Updated on July 09, 2022

Comments

  • rmpestano
    rmpestano almost 2 years

    Can a "pure" HTML5/Javascript (progressive) web application intercept the mobile device back button in order to avoid the App to exit?

    This question is similar to this one but I want to know if it is possible to achieve such behavior without depending on PhoneGap/Ionic or Cordova.

  • Fatih Coşkun
    Fatih Coşkun over 5 years
    I was also thinking that Chrome on Android adds an extra empty history state for fullscreen PWAs. But in fact that is not the case. Instead it is impossible to close the app programmatically via history.back() or history.go(-x). Try it. Invoke as many history.back() as you want, it will never exit the app. What will exit the app: a physical press on the back button, when there is no back-history left.
  • Axel Stone
    Axel Stone over 5 years
    Excellent solution, however in my experience there is no need for maxBackPresses - 1 for android.
  • Tom Wyllie
    Tom Wyllie over 4 years
    I like the idea here and am implementing something similar myself, but isn't there a race condition where this'll break if the user navigates to a new page during the 2000ms timeout, as the empty state will be pushed on top of the new page's state?
  • Luckyrat
    Luckyrat over 4 years
    Yeah.

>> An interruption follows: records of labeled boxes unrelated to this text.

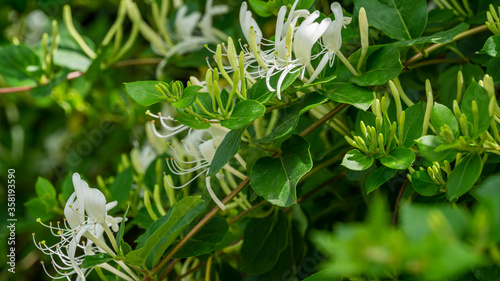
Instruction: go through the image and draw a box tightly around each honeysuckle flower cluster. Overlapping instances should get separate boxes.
[215,0,351,99]
[165,0,229,58]
[146,111,250,210]
[33,173,138,280]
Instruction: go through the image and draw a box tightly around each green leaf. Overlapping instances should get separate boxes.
[124,81,166,106]
[304,270,344,281]
[174,109,210,130]
[24,198,57,221]
[250,135,312,207]
[437,63,484,108]
[220,100,266,130]
[172,85,203,108]
[400,204,469,242]
[82,253,113,268]
[354,0,427,40]
[342,149,373,171]
[35,177,56,200]
[431,102,460,137]
[350,45,403,86]
[109,167,133,205]
[173,217,229,259]
[365,166,397,193]
[446,154,482,202]
[403,102,425,147]
[258,92,327,143]
[0,44,43,86]
[470,174,500,240]
[125,196,204,267]
[411,170,441,196]
[417,135,457,162]
[479,35,500,58]
[241,210,289,275]
[247,67,300,103]
[394,22,469,46]
[30,68,70,98]
[380,147,415,170]
[208,128,245,176]
[460,82,493,139]
[53,48,92,72]
[245,0,272,17]
[486,58,500,85]
[322,83,375,111]
[473,265,500,281]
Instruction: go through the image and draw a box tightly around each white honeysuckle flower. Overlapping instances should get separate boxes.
[322,2,351,66]
[146,110,190,139]
[232,0,350,99]
[240,2,262,44]
[293,11,331,84]
[152,0,229,58]
[165,124,239,210]
[33,173,127,280]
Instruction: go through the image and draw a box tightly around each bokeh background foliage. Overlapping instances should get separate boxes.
[0,0,500,281]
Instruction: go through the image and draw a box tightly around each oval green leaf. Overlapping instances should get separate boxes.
[172,85,203,108]
[446,154,482,202]
[124,81,166,106]
[365,166,397,193]
[208,128,245,176]
[354,0,427,40]
[250,135,312,207]
[380,147,415,170]
[411,170,441,196]
[220,100,266,130]
[431,102,460,137]
[417,135,456,162]
[342,149,373,171]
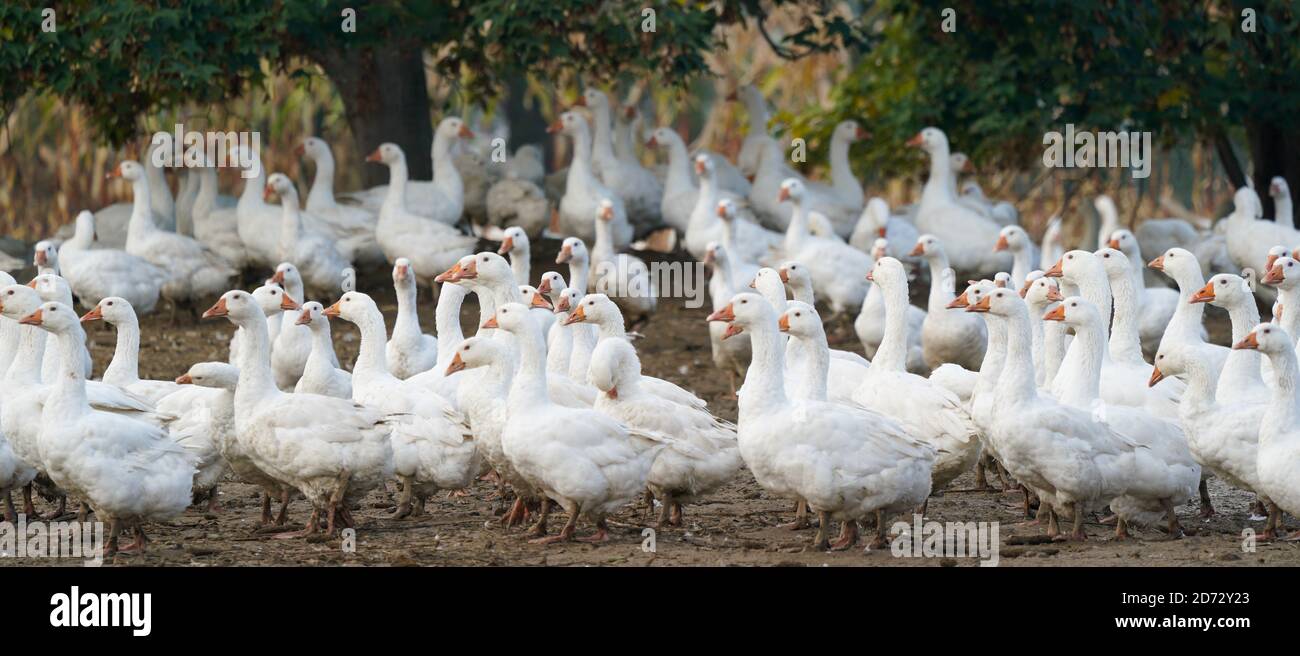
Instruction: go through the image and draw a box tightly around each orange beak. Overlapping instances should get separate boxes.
[18,309,43,326]
[966,296,992,312]
[1147,366,1165,387]
[442,351,465,375]
[1190,282,1214,303]
[1260,264,1287,284]
[203,296,230,318]
[564,305,586,326]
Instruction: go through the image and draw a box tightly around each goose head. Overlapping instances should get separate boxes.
[993,226,1032,253]
[105,160,144,182]
[555,236,589,266]
[831,121,871,143]
[482,303,530,336]
[0,284,44,321]
[18,301,79,335]
[365,142,406,166]
[749,266,785,304]
[270,262,303,294]
[497,226,532,257]
[434,116,475,143]
[907,127,948,157]
[1269,175,1291,200]
[776,300,826,339]
[1043,296,1101,330]
[1148,248,1201,281]
[443,335,507,375]
[776,178,806,204]
[537,271,568,304]
[709,292,776,339]
[176,362,239,390]
[1106,227,1143,262]
[390,257,416,285]
[910,234,944,260]
[31,240,59,273]
[81,296,139,326]
[1232,323,1296,356]
[564,294,623,326]
[1191,273,1255,308]
[1093,248,1132,281]
[261,173,298,207]
[519,284,555,312]
[294,300,329,326]
[555,287,582,314]
[589,339,641,399]
[321,291,382,323]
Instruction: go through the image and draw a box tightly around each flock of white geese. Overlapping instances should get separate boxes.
[0,87,1300,552]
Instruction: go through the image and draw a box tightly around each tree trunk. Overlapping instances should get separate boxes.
[1245,121,1300,218]
[316,44,433,186]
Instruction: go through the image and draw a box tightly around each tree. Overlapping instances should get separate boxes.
[811,0,1300,216]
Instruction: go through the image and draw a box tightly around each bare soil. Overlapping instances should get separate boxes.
[0,242,1300,566]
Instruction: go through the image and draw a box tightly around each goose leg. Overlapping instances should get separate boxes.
[867,511,889,549]
[528,499,579,544]
[813,511,831,551]
[528,495,551,535]
[1200,478,1214,518]
[831,518,858,551]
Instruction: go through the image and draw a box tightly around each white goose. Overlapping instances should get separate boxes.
[365,142,478,284]
[484,303,668,543]
[59,210,166,314]
[546,112,632,249]
[265,173,350,300]
[21,303,195,553]
[325,291,481,518]
[204,290,393,536]
[294,300,352,399]
[709,294,933,549]
[385,257,442,381]
[592,339,741,527]
[108,160,238,309]
[81,296,177,404]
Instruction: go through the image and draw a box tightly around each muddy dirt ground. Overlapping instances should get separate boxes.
[0,240,1300,566]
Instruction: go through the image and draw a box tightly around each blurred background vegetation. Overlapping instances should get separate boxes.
[0,0,1300,248]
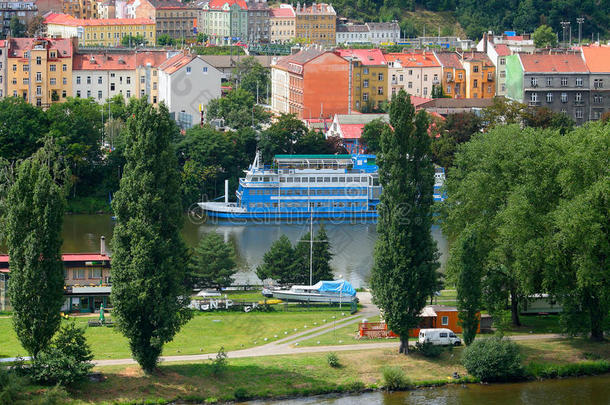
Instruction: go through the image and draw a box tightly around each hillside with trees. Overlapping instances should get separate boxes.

That can't happen in the environment in which I've used the code but in the general case you would need to cancel the timer at some appropriate point in your routing / page navigation handling code. The implementation will vary based on what mechanisms your code already has to handle page navigation and what state management solution you're using but in the hackiest possible way, one could understand the principle by assigning the setTimeout return value to a global variable and then call clearTimeout with that value when navigation occurs.
  • Angry Cub
    Angry Cub over 4 years
    The popstate solution works for my PWA, however I just want to point out that, from my experience, Chrome WILL close the PWA if it doesn't detect ANY user interaction, before the click on Android's back button (the interaction can be a link click, zoom-in, scroll ...). I was testing this code snippet on a minimal sample app, and couldn't understand why it wasn't working. I assume it is a safety measure against spam pop-ups, but hadn't read anything about it in the guides fetched by Google.
  • JJS
    JJS about 2 years
    where does browserInfo api come from?
  • Luckyrat
    Luckyrat about 2 years
    The "browser" npm package. Would be easy enough to use an alternative if you prefer.